Friday, January 21, 2011

FOTOGRAFI ITU ADA DI KEPALA

Pertemuan diskusi fotografi Omong Kosong Sore-sore/ONGKOSS bulan Januari 2011.

Seperti pada pertemuan sebelumnya, forum diskusi fotografi Omong Kosong Sore-sore (Ongkoss) dipadu padankan dalam rangkaian pembukaan gelar karya fotografi bersama, sebuah ekspos karya rame-rame, yang menyoal tentang fotografi panggung, event musik Jazz yang diselenggarakan tanggal 6 dan 7 Nopember 2010 lalu, di gedung Sasana Budaya Ganesa Bandung. Kini dipajang diruang mungil, kedai kopi Mata Angin, jalan Bengawan Bandung, dari tanggal 20 Januari hingga 1 Nopember 2011. Gelar karya ini adalah titik pangkal dari rangkaian panjang, kegiatan workshop fotografi, tentang sebuah gagasan, yang kemudian diejawantahkan dalam bentuk pemotretan.

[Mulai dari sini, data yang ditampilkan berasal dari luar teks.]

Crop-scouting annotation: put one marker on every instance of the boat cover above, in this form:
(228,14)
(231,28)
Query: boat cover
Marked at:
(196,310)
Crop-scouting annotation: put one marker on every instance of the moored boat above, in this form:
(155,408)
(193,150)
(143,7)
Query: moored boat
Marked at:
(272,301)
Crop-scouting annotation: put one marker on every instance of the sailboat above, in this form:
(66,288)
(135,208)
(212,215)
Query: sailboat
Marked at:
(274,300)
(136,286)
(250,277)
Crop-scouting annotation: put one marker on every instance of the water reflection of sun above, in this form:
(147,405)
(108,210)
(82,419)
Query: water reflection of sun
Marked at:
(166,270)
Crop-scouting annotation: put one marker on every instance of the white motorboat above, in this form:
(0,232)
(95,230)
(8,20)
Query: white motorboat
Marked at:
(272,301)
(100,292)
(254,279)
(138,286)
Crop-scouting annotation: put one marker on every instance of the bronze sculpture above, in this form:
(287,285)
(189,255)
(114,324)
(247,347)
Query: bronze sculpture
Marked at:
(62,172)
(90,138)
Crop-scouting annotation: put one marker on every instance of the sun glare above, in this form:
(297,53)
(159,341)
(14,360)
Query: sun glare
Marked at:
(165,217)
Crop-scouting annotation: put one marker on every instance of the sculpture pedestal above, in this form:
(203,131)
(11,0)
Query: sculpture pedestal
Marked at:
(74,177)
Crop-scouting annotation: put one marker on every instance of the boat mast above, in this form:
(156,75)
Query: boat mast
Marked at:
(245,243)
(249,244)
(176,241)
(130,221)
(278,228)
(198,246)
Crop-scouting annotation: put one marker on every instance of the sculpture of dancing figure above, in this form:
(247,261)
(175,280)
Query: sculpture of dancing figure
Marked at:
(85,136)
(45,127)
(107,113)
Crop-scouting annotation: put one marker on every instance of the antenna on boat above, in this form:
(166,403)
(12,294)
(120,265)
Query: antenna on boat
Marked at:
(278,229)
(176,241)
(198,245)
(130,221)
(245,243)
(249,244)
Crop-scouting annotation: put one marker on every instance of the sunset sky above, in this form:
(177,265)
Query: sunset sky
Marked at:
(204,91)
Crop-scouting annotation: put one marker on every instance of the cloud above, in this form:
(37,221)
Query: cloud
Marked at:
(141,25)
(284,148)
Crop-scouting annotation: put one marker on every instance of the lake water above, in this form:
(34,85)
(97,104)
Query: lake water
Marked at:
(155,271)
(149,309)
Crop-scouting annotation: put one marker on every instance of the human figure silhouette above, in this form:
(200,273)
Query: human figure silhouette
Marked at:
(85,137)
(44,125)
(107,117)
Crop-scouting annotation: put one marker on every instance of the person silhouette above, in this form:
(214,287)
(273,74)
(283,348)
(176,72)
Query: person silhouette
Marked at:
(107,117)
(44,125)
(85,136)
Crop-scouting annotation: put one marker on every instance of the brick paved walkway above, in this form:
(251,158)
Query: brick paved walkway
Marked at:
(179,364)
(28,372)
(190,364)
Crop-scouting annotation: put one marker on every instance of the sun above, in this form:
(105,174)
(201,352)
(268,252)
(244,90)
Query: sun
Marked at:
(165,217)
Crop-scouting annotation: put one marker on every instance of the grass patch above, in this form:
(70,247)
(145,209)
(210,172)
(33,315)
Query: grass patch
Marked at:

Gagasan sebagai pre-visualisasi, akhirnya menjadi menu utama disamping menu lainya, di kedai ini. Ruang luar ringkas kedai yang beratapkan payung parasol, menjadi ajang obrol sore. Pertemuan diskusi Omong Kosong Sore-sore yang ke empat, menyoal tentang gagasan dalam fotografi. Hadirlah beberapa kawan-kawan yang memang setia, turut pula memberikan paparan kenapa sebentuk gagasan itu harus ada. Paparan pertama dilemparkan Deni Sugandi selaku moderator, mengenai apa itu gagasan, kenapa harus ada dan seberapa pentingkah? Pertanyaan tersebut kemudian direspon pa Agus Wahyudi, pegiat fotografi di PT. POS Indonesia.

Jauh sebelum mengenal fotografi, tugas rutin yang ia lakukan selama perjalanan Bandung-Surabaya cukup disikapi dengan mengistiratkan mata. “Tidur” selama perjalanan memang hal biasa bagi mereka yang tidak mempunyai aktifitas, namun setelah menguasai fotografi, ia meluberkan seluruh gagasan dalam jepretan kamera. Jadi ketika kesempatan ada, yang ia perlukan adalah merangkaikan cerita yang ia alami sebelumnya-melalui pengamatan, dan tentunya semuanya berawal dari gagasan kata pa Agus Wahyudi.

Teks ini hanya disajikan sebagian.